One Cut of the Dead is a 2017 horror/comedy directed by Shinichiro Ueda. It follows the cast and crew of a zombie movie whose shoot in a WWII military facility is interrupted by a real zombie outbreak. Its biggest marketing point is a 37-minute opening shot, filmed in a single take, but its most ambitious efforts don't become apparent until well after the first cut.

One Cut of the Dead might be the smartest film I've ever seen, and it's an incredible exercise in setup and punchline.

Without that 37-minute shot, there's not much chance One Cut would have made a big enough name for itself on the festival circuit for a UK Blu release, and that headline is certainly what drew me to watching it. But I was expecting something truly special from that opening 37 minutes, and I grew quite disappointed as it wore on.

Like most things in filmmaking, everything I know about "oners" comes from Tony Zhao. Using the background and foreground to keep a long shot interesting, how the camera movements give each scene a clear structure - One Cut does none of these things.

Its camera is constantly in motion, failing to properly give focus to characters or events. The actors stumble awkwardly over lines, seemingly improvising sections of dialogue; a couple of times the director character breaks the fourth wall in a way that the other actors seem to ignore. The camera work is haphazard, with an escalating number of crash-zooms towards the finale, where we spend over two minutes zooming in and out on the lead actress screaming while we hear a fight between two other actors off-screen. There's a "crane" shot at the end that looks like the cameraman is climbing a ladder instead of using an actual crane.

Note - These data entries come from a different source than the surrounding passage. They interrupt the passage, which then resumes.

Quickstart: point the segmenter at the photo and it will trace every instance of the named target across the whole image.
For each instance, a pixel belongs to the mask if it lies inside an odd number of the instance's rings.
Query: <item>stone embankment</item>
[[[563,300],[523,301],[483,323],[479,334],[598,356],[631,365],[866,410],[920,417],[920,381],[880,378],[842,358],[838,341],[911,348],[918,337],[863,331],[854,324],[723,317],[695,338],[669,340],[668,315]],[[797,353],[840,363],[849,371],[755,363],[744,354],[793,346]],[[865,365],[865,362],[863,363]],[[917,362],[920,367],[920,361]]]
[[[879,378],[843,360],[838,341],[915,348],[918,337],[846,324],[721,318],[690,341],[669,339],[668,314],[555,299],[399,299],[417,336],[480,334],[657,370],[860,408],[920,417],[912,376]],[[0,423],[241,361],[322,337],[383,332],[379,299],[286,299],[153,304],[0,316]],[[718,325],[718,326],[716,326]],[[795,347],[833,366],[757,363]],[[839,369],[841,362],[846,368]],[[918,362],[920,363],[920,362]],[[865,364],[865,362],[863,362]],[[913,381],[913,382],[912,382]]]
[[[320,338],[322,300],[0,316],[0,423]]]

It's a slapdash, amateurish affair that can't really live up to either its own ambition or the marketing hype - and that's entirely the point, because One Cut of the Dead has the most impressive re-contextualisation of previously-held knowledge of any film I've ever seen.

To say more would spoil it, and you deserve to see the whole thing yourself.

Just trust me when I say that it is absolutely worth sitting through that sometimes-questionable opening oner.